En 1974, l’Institut du
radium lui remettait à son tour les archives
de Marie Curie, demeurées dans son
laboratoire. Ainsi s’est constitué rue de
Richelieu un fonds exceptionnel d’archives
scientifiques consulté par les chercheurs
du monde entier. Aujourd’hui, le fonds
Pierre et Marie Curie occupe les cotes
18 365 à 18 517 des Nouvelles Acquisitions
françaises du département des Manuscrits,
soit soixante et un volumes reliés, soixante
dix-huit carnets et cahiers, dont les fameux
carnets dits « de la découverte » [du
radium], huit albums, quatre-vingt-dixneuf diplômes
ou distinctions honorifiques
et… un sablier, représentation symbolique
du gramme de radium offert à Marie Curie
par les femmes américaines en 1921.
Ce bel ensemble a été complété en 1986
par le don des cours de Marie Curie à l’ENS
Sèvres (NAF 18 751-18754) ainsi que par
celui de papiers d’Albert Laborde, proche
collaborateur de Marie Curie (NAF 18 755)

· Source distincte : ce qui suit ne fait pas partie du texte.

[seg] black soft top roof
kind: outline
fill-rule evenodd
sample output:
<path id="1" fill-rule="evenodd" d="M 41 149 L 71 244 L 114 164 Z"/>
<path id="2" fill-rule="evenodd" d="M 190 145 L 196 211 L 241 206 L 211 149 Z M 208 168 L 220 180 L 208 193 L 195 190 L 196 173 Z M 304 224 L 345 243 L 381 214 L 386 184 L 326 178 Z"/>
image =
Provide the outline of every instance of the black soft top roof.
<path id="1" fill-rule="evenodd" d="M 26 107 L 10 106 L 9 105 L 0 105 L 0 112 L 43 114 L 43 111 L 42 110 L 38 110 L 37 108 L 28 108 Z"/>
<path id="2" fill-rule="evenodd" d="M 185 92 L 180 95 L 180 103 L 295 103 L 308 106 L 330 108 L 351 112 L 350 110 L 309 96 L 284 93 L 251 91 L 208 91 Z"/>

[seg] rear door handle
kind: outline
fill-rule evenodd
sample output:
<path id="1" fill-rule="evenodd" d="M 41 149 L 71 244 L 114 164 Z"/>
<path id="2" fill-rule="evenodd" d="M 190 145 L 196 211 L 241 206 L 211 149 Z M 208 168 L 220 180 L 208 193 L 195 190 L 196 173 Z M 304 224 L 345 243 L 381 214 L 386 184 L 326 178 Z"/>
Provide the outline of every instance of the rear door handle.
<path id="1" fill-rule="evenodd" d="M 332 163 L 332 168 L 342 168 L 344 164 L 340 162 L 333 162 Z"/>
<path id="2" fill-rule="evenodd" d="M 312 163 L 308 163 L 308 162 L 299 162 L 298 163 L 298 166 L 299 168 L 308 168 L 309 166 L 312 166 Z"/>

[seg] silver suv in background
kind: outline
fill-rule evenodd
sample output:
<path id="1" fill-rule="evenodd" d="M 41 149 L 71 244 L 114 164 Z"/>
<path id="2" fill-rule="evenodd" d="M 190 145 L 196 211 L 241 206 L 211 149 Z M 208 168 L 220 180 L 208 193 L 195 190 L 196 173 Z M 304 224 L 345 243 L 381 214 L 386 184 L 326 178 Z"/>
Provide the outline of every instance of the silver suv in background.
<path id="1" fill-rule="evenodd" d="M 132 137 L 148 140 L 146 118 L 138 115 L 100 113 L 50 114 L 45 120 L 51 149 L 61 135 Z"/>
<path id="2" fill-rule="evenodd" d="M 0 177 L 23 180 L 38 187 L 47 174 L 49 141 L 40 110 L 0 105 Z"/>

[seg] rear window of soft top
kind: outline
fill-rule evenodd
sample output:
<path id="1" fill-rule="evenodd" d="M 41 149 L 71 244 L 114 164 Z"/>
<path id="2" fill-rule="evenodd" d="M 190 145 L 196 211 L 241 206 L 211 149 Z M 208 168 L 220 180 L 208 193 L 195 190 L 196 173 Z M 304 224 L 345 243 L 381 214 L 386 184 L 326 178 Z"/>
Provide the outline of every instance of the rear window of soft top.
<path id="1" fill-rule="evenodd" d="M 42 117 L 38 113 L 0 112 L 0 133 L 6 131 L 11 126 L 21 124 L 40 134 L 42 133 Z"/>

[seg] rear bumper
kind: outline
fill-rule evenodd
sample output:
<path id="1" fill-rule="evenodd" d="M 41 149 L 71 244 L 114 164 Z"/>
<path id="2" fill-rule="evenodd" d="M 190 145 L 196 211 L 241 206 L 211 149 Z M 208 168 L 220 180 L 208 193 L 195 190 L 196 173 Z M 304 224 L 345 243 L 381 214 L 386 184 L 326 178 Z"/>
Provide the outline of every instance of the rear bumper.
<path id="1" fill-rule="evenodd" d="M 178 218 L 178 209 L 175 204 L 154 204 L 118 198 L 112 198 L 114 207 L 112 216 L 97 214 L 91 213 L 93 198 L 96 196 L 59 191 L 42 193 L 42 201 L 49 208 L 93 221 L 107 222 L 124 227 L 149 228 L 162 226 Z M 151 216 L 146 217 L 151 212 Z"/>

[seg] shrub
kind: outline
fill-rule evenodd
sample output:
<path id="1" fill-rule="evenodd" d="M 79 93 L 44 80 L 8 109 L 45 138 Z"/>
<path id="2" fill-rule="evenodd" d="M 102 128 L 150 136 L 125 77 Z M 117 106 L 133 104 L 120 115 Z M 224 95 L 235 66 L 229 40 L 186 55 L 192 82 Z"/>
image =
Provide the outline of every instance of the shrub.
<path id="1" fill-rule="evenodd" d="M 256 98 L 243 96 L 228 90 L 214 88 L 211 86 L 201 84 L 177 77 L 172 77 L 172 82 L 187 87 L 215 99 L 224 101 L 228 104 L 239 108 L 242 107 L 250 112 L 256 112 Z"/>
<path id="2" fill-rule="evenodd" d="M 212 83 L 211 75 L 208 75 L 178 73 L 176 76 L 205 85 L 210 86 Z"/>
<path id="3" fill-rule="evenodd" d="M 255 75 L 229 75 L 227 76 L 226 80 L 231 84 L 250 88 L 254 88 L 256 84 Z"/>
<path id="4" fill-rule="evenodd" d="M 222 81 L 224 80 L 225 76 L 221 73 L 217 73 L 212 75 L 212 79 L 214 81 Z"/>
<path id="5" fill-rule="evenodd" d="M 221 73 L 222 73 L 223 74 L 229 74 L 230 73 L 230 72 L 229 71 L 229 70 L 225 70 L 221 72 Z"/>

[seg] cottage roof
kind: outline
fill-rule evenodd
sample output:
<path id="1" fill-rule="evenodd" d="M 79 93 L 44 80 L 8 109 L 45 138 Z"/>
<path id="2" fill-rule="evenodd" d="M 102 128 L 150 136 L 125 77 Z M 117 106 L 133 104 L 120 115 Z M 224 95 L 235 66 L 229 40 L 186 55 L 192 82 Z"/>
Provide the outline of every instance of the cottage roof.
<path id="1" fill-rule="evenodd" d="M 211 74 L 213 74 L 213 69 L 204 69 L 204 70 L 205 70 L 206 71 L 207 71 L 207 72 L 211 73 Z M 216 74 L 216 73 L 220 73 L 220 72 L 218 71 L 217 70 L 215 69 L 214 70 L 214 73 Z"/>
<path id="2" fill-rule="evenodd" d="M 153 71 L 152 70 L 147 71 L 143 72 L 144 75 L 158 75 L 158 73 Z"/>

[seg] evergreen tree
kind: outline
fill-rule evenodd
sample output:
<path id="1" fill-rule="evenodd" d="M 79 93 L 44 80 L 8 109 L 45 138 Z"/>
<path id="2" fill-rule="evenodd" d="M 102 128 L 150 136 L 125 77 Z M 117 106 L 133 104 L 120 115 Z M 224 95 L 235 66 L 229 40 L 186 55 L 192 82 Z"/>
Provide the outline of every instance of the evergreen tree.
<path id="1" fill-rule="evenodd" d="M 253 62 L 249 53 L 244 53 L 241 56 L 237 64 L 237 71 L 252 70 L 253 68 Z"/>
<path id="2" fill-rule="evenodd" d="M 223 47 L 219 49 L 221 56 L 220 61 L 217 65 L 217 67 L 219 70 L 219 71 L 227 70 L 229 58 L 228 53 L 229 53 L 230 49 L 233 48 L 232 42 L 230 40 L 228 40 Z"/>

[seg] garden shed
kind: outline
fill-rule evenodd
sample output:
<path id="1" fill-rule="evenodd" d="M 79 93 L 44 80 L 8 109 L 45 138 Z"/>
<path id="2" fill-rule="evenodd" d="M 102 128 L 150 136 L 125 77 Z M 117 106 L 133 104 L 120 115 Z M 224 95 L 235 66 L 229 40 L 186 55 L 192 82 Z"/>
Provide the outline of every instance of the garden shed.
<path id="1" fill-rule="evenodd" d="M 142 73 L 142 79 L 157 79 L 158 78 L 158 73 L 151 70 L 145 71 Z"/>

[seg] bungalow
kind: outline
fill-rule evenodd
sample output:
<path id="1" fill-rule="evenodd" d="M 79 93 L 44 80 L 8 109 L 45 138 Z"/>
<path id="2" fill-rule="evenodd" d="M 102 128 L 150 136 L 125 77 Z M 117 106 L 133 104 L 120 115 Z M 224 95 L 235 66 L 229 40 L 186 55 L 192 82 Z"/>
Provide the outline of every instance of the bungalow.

dû à la générosité de la fille de ce dernier, Colette Morin-Laborde. Conservé à
l’Institut du radium, devenu Institut Curie,
association de droit privé, le fonds Joliot-Curie était déjà classé, inventorié et
communiqué aux chercheurs; une unité
mixte de recherche avait été créée à cette
fin par le CNRS et l’Institut en 1994.
Restait à assurer sa conservation future en
le mettant sous l’autorité d’une institution
publique. Respectant le souhait des
donateurs, la BnF a accepté de laisser en
dépôt, dans les archives de l’Institut,
l’ensemble de ces documents, à
l’exception de la correspondance entre
Marie et ses filles qui vient rejoindre le
fonds Pierre et Marie Curie au département
des Manuscrits.
Un ensemble d’importance
L’ensemble est d’importance puisqu’il
occupe deux cent soixante-dix boîtes
d’archives. On y trouve, à côté des
archives et de la correspondance
scientifiques, une gamme étendue
de documents témoignant aussi bien
des engagements politiques des Joliot-Curie et de leur réseau de sociabilité que
de leur vie quotidienne : correspondance
familiale et amicale, carnets de lecture
ou de notes et souvenirs de séjours
à l’Arcouest en Bretagne, où se
retrouvaient depuis le début du siècle,
sous la houlette de l’historien Charles
Seignobos, des intellectuels éminents,
scientifiques ou littéraires, unis par
une commune sensibilité socialiste et laïque.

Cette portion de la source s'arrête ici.